Oh? You can't see what points on the graph $y = x^2-2$ lie between y = -1 and y = +1?

7. Sep 13, 2014

$1$ to $\sqrt{3}$ when $x>0$ and $-\sqrt{3}$ to $-1$ when $x<0$?
But I am not supposed to draw a graph.

8. Sep 13, 2014

### Ray Vickson

So, don't tell anybody. You just use the graph to get a "feel" for what is going on, and to help you keep your thinking straight. After you have used the graph like that you can throw it away. That is what we all do!

9. Sep 13, 2014

You should see something wrong immediately with one of these: it is really true that $1 \le -\sqrt 3$?

10. Sep 13, 2014

### vela

Staff Emeritus
It's easier if you look at it this way: You got to the point
$$1 \le x^2 \le 3.$$ Now take the square root, remembering that $\sqrt {x^2} = \lvert x \rvert$.

11. Sep 13, 2014

### BruceW

Well, your choice at the start of your solution is an if statement.
IF $x^2 \geq 2$ then $x^2-2 \leq 1$ and a bunch of stuff follows
ELSE IF $x^2 \leq 2$ then $-x^2+2 \leq 1$ and a bunch of stuff follows
So you have to treat the two IF statements as completely separate things. You cannot carry results over from one IF statement into the other IF statement. I hope that answers your question. I wasn't totally sure what you meant.

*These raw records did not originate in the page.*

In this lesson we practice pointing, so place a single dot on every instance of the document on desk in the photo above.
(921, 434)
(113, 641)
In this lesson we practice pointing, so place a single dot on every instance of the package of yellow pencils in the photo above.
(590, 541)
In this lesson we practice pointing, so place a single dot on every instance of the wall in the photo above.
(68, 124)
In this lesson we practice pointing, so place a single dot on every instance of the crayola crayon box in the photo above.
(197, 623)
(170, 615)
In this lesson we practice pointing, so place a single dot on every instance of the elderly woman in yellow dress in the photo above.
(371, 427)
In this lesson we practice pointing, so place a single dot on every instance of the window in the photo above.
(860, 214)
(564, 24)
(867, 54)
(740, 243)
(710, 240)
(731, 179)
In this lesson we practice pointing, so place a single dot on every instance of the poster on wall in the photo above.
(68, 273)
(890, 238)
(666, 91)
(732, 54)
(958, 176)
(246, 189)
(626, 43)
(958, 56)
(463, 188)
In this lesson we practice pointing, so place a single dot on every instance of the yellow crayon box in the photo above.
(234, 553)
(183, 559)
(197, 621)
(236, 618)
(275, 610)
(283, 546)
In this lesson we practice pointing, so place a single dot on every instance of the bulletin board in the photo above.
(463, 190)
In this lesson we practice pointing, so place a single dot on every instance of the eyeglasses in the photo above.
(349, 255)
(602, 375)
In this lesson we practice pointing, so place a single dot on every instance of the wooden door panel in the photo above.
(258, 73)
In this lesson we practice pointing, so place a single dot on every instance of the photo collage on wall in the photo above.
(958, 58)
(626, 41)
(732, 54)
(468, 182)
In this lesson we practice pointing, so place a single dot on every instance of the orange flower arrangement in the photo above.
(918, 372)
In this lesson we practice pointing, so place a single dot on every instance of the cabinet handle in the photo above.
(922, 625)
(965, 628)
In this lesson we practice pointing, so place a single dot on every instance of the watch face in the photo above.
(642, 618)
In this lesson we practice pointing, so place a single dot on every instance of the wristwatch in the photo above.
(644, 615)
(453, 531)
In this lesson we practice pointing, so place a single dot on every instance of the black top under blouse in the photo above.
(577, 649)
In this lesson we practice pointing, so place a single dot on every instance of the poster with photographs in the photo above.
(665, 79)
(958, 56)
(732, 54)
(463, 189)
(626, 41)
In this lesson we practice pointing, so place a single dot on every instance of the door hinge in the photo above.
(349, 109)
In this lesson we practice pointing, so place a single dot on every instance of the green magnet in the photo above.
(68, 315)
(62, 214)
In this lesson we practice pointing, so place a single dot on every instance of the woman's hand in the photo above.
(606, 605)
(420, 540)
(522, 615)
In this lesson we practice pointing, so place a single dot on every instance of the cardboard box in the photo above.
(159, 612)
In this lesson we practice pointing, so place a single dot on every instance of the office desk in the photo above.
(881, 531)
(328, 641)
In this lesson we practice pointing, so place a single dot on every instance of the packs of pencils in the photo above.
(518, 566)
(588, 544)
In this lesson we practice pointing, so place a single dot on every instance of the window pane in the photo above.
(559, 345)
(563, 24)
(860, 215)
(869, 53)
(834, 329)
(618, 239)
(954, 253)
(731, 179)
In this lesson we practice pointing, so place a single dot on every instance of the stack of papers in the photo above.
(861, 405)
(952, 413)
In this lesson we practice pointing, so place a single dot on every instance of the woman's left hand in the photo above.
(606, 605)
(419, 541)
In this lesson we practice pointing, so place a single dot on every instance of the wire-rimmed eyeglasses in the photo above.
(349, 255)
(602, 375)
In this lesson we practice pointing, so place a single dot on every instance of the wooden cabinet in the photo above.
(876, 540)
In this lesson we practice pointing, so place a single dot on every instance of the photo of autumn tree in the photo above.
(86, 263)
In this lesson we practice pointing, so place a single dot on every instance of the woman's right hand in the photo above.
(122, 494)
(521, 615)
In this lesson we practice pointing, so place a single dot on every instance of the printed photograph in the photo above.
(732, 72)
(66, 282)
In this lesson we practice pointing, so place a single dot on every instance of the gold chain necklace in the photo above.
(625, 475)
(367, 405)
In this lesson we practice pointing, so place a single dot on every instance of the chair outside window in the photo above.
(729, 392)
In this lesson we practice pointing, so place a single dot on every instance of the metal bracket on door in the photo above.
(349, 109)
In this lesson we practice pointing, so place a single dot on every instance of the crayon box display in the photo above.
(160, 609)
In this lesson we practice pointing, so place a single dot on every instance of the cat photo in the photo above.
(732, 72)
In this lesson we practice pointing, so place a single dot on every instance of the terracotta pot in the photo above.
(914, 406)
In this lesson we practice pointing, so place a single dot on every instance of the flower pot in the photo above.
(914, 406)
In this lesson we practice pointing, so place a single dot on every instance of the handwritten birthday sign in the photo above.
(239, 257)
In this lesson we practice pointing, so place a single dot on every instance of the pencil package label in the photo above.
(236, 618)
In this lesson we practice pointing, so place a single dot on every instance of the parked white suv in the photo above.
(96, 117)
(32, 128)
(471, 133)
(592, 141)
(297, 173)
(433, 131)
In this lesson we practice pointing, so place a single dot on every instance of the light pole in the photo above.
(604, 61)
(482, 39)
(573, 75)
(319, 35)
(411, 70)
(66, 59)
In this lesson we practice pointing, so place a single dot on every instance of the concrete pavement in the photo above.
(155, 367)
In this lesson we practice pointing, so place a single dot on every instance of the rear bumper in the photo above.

p.s. I think the other solution given by the book should be $-\sqrt{3} \leq x \leq -1$ not $-1 \leq x \leq -\sqrt{3}$

12. Sep 14, 2014

Ok
:shy: No. What about $-1 \le \sqrt 3$
Oh. This seems to be a good way. Thanks
Where did $x^2 \geq 2$ come from?
Yes. It was a typo. :shy:

13. Sep 14, 2014

### BruceW

This was your implied "choice" when you said $|x^2-2|=x^2-2$. The other possible choice was $|x^2-2|=-x^2+2$ which occurs iff $x^2 \leq 2$. So anyway, the point I was hoping to get across is that the two cases $x^2 \geq 2$ and $x^2 \leq 2$ should be considered as separate solutions to the problem. It is not OK to carry over results from one case to the other. Also, as I said before, I am not totally sure if this was where you were having trouble anyway, but I was hoping it might be useful.